Lawyers who do public or constitutional law as well as political scientists will be familiar with the doctrine of “political questions” in judicial adjudication. It is a doctrine of avoidance by which courts are reluctant to embrace cases that offer “the potentiality of embarrassment from multifarious pronouncements by various departments on one question.” These are precisely the cases that the Nigerian courts now encourage the courts not merely to take but to prioritise.
These courts can only do that at the expense of ordinary citizens whose cases gather dust in the dockets of inattention. This Nigerian variant on political questions inverts the meaning of the doctrine, corrupting it to the point of making it a philosophy of judicial transaction. Not to put too fine a spin on it, the Nigerian doctrine of political questions guarantees unto political harlotry benediction from its judicial co-travelers. It has turned Nigeria’s courts into political sex workers.
The consequences are stark. Disputes involving ordinary citizens who pack no political or financial punch vegetate interminably in the courts. Politicians are unwilling to invest in reforming the judicial or legal process. They know they can always shunt the queue of its dysfunctions and, if everything fails, they can finagle their political way through judicial harlotry. In return, candidates importune the politicians for judicial appointment in the knowledge that they do so for explicit or implicit quid pro quo.
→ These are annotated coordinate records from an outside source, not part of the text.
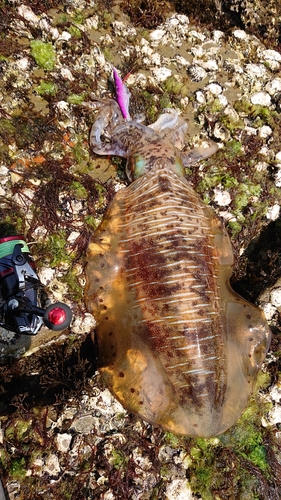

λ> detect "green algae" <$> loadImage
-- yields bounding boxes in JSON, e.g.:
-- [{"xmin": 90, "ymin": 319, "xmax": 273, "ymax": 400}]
[
  {"xmin": 43, "ymin": 229, "xmax": 74, "ymax": 268},
  {"xmin": 30, "ymin": 40, "xmax": 56, "ymax": 71},
  {"xmin": 35, "ymin": 81, "xmax": 58, "ymax": 96},
  {"xmin": 10, "ymin": 457, "xmax": 27, "ymax": 480}
]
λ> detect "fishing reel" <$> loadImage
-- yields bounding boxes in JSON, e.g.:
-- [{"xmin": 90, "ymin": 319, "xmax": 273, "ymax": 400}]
[{"xmin": 0, "ymin": 236, "xmax": 72, "ymax": 335}]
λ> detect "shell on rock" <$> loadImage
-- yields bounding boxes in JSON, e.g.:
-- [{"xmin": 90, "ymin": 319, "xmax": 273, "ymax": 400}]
[{"xmin": 85, "ymin": 100, "xmax": 270, "ymax": 437}]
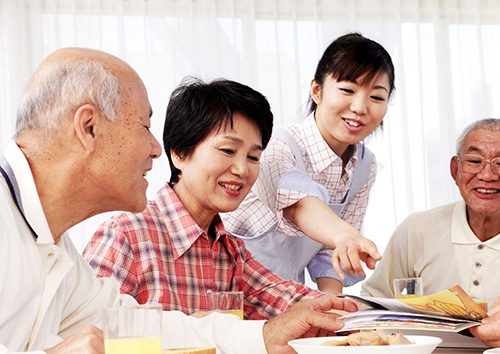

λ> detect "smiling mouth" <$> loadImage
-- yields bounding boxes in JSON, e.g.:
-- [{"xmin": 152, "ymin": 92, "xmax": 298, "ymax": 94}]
[
  {"xmin": 219, "ymin": 182, "xmax": 243, "ymax": 191},
  {"xmin": 474, "ymin": 188, "xmax": 500, "ymax": 194},
  {"xmin": 344, "ymin": 118, "xmax": 361, "ymax": 128}
]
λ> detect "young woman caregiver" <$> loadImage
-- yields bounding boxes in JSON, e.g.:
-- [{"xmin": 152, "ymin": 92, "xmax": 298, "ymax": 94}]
[{"xmin": 223, "ymin": 33, "xmax": 394, "ymax": 293}]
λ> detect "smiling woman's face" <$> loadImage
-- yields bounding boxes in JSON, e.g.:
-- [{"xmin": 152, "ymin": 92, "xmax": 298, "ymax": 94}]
[
  {"xmin": 311, "ymin": 73, "xmax": 390, "ymax": 156},
  {"xmin": 172, "ymin": 113, "xmax": 263, "ymax": 227}
]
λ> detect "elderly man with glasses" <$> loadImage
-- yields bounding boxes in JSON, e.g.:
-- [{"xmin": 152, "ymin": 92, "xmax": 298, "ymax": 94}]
[{"xmin": 361, "ymin": 119, "xmax": 500, "ymax": 307}]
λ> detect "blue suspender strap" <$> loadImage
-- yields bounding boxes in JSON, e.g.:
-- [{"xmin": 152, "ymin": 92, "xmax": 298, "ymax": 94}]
[{"xmin": 0, "ymin": 156, "xmax": 38, "ymax": 241}]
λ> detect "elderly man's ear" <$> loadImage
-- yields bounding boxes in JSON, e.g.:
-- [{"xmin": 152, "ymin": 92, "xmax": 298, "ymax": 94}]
[{"xmin": 73, "ymin": 104, "xmax": 102, "ymax": 152}]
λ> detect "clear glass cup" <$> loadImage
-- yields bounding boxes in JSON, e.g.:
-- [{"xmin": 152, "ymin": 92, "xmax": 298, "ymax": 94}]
[
  {"xmin": 393, "ymin": 278, "xmax": 424, "ymax": 299},
  {"xmin": 207, "ymin": 291, "xmax": 243, "ymax": 319},
  {"xmin": 103, "ymin": 304, "xmax": 162, "ymax": 354}
]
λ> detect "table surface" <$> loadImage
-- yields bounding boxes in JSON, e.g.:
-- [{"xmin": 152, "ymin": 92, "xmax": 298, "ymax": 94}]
[{"xmin": 432, "ymin": 348, "xmax": 486, "ymax": 354}]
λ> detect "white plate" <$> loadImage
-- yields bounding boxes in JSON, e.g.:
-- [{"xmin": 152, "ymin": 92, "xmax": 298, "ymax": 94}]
[{"xmin": 288, "ymin": 336, "xmax": 441, "ymax": 354}]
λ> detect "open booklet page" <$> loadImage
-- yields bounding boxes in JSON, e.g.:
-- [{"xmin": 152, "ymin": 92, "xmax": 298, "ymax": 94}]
[{"xmin": 341, "ymin": 285, "xmax": 487, "ymax": 348}]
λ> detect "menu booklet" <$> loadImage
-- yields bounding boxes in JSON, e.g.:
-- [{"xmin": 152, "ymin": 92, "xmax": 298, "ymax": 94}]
[{"xmin": 341, "ymin": 285, "xmax": 488, "ymax": 347}]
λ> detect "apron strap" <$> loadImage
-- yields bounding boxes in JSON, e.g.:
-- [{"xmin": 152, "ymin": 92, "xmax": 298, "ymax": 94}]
[{"xmin": 0, "ymin": 156, "xmax": 38, "ymax": 241}]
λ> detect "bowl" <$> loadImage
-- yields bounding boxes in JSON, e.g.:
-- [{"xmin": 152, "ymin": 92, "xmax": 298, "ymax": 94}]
[{"xmin": 288, "ymin": 336, "xmax": 441, "ymax": 354}]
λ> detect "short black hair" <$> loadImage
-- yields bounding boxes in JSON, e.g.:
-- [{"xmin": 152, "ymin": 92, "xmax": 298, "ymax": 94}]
[
  {"xmin": 163, "ymin": 77, "xmax": 273, "ymax": 183},
  {"xmin": 309, "ymin": 33, "xmax": 395, "ymax": 113}
]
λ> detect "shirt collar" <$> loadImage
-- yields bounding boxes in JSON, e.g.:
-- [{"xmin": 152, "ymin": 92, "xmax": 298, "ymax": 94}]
[
  {"xmin": 160, "ymin": 183, "xmax": 226, "ymax": 259},
  {"xmin": 301, "ymin": 112, "xmax": 357, "ymax": 173},
  {"xmin": 3, "ymin": 142, "xmax": 54, "ymax": 244},
  {"xmin": 451, "ymin": 200, "xmax": 500, "ymax": 251}
]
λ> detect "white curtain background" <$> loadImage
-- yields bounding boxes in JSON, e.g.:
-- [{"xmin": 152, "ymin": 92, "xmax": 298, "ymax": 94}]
[{"xmin": 0, "ymin": 0, "xmax": 500, "ymax": 293}]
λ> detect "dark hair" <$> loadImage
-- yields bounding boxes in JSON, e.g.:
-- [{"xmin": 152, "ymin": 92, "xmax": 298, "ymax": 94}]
[
  {"xmin": 163, "ymin": 77, "xmax": 273, "ymax": 183},
  {"xmin": 309, "ymin": 33, "xmax": 394, "ymax": 113}
]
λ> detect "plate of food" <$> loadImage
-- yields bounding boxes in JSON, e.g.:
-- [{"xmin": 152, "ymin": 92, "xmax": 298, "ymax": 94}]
[{"xmin": 288, "ymin": 331, "xmax": 441, "ymax": 354}]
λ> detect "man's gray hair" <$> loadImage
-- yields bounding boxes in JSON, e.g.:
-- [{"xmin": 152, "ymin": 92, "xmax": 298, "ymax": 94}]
[
  {"xmin": 15, "ymin": 58, "xmax": 123, "ymax": 137},
  {"xmin": 456, "ymin": 118, "xmax": 500, "ymax": 156}
]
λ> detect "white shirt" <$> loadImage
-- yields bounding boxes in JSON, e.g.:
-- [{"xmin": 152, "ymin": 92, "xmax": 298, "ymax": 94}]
[
  {"xmin": 361, "ymin": 201, "xmax": 500, "ymax": 307},
  {"xmin": 0, "ymin": 143, "xmax": 265, "ymax": 354}
]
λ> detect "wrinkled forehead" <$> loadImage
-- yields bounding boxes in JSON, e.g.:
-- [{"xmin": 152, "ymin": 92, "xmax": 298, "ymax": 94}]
[{"xmin": 460, "ymin": 129, "xmax": 500, "ymax": 155}]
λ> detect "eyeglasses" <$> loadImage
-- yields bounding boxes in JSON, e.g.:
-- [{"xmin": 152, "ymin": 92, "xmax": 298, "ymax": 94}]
[{"xmin": 457, "ymin": 155, "xmax": 500, "ymax": 176}]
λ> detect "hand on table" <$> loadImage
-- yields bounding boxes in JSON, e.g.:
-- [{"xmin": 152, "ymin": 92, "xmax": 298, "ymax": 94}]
[
  {"xmin": 45, "ymin": 326, "xmax": 104, "ymax": 354},
  {"xmin": 263, "ymin": 296, "xmax": 357, "ymax": 354},
  {"xmin": 332, "ymin": 228, "xmax": 382, "ymax": 279},
  {"xmin": 470, "ymin": 297, "xmax": 500, "ymax": 347}
]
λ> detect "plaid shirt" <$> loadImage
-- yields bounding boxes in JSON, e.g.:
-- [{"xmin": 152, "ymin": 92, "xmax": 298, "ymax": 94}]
[
  {"xmin": 222, "ymin": 113, "xmax": 377, "ymax": 255},
  {"xmin": 84, "ymin": 184, "xmax": 322, "ymax": 319}
]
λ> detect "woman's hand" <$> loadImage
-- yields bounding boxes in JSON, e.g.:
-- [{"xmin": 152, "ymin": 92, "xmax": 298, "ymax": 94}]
[
  {"xmin": 283, "ymin": 196, "xmax": 382, "ymax": 279},
  {"xmin": 470, "ymin": 297, "xmax": 500, "ymax": 347}
]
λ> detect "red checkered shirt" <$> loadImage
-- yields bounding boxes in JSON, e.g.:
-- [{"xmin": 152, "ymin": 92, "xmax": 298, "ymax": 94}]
[
  {"xmin": 222, "ymin": 113, "xmax": 377, "ymax": 255},
  {"xmin": 84, "ymin": 184, "xmax": 322, "ymax": 319}
]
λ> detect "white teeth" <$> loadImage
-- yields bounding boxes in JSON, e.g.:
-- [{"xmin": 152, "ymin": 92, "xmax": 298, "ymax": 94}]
[
  {"xmin": 476, "ymin": 188, "xmax": 498, "ymax": 194},
  {"xmin": 345, "ymin": 119, "xmax": 361, "ymax": 127},
  {"xmin": 219, "ymin": 182, "xmax": 241, "ymax": 191}
]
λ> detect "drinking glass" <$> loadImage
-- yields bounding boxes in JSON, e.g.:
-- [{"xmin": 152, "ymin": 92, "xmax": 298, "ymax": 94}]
[
  {"xmin": 207, "ymin": 291, "xmax": 243, "ymax": 319},
  {"xmin": 393, "ymin": 278, "xmax": 424, "ymax": 299},
  {"xmin": 103, "ymin": 304, "xmax": 162, "ymax": 354}
]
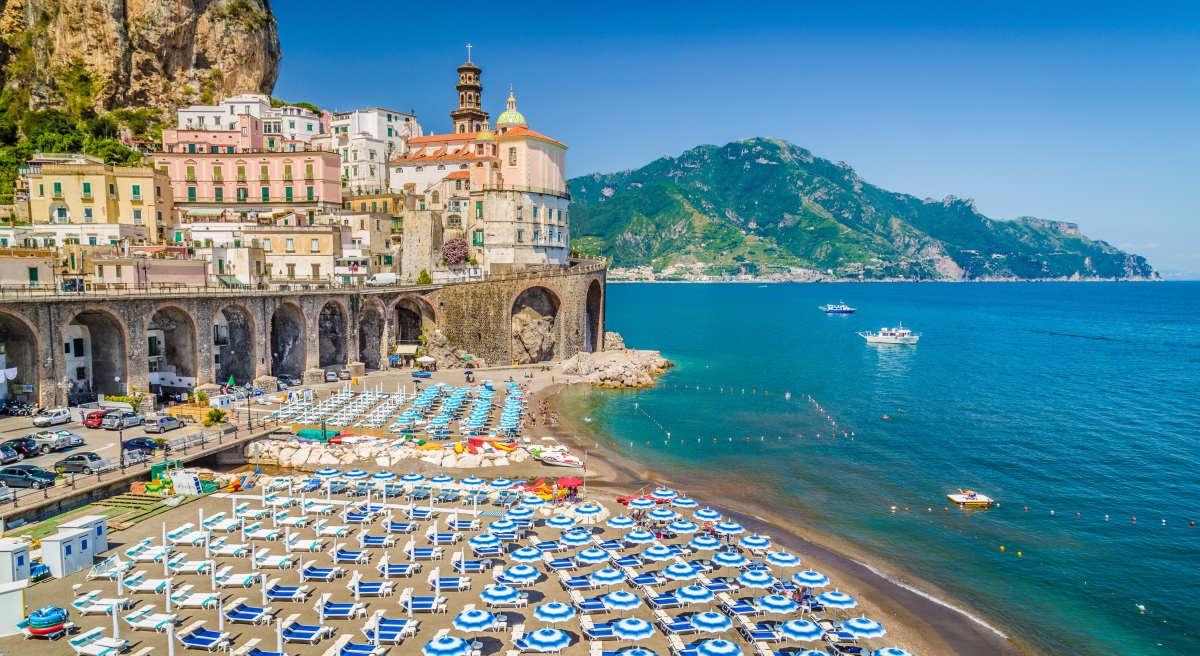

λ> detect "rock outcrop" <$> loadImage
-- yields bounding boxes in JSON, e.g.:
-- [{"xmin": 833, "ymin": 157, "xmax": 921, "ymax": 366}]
[{"xmin": 0, "ymin": 0, "xmax": 282, "ymax": 113}]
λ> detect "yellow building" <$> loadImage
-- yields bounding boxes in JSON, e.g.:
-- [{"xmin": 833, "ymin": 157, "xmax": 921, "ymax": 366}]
[{"xmin": 23, "ymin": 157, "xmax": 174, "ymax": 245}]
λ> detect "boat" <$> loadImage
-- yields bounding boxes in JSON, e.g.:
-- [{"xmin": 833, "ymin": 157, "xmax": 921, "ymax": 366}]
[
  {"xmin": 858, "ymin": 321, "xmax": 920, "ymax": 344},
  {"xmin": 946, "ymin": 489, "xmax": 996, "ymax": 508}
]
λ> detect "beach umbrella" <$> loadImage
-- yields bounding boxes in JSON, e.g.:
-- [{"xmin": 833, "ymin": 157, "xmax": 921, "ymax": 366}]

Nigeria’s courts are, therefore, brimming with party political cases that have no place in court except because of the license granted by Nigeria’s unique inversion of the political questions doctrine. The ruling APC alone has over 208 court cases pending in connection with its lack of internal democracy. At this rate, the courts can ill afford to do much else.
The courts are now the place where the politicians go to launder their dirty business, with full guarantee of judicial absolution. It hardly occurs to those who run them that if they required the politicians to join the queue of judicial delay which they visit habitually on citizens, they could more easily reduce the overload of cases, govern their dockets, compel the politicians to take the legal system seriously and restore the credibility of Nigeria’s judges and courts.